Olivier Grimonpont, Euroclear: I agree that Asia’s a multi-speed region. Each country acts according to its own needs. Internationalisation is not an objective in itself as their interests differ to varying degrees. Some, such as Japan, Australia, China and India, are large enough to impose their own rules, but some smaller countries need an international dimension to support their growth.

It’s a balance between optimising efficiency and protecting the system, so it’s really important to have the right model for each economy. Asian economies are so diverse that you wouldn’t expect them to move at the same speed; the underlying objective is definitely different depending on the country.

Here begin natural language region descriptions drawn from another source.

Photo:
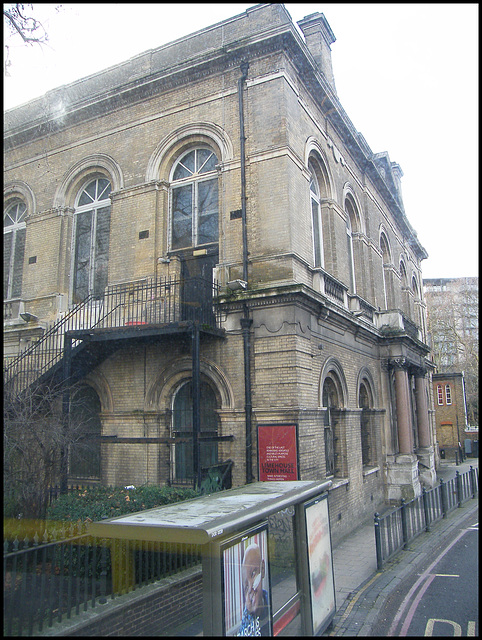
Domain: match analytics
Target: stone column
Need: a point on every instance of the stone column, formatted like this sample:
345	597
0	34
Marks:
404	424
422	410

Nelson: It’s a really excellent point, when you think how it’s changed post-Lehman’s. There’s a greater distrust of internationalisation than there used to be in a lot of Asian markets, Hong Kong being the exception. Now the attitude is: ‘Just because it comes from overseas doesn’t make it necessarily safer or better.’ Internationalisation isn’t a priority, even if Westerners generally think ‘surely they only exist to open up infrastructures, that’s the natural path’. If you asked regulators around the region what they are there to do they would say safety – protecting their own people first – rather than liberalisation.

Grimonpont: A good example is Korea. It opened up its market a year and a half ago, and then back tracked on January 1 2011. They realised that opening up the Korean market was not necessarily in their immediate best interests. We can argue that observation, but it’s definitely what they did. They went back to a model of reduced foreign access to the market, contrary to what you would expect from a G20 economy.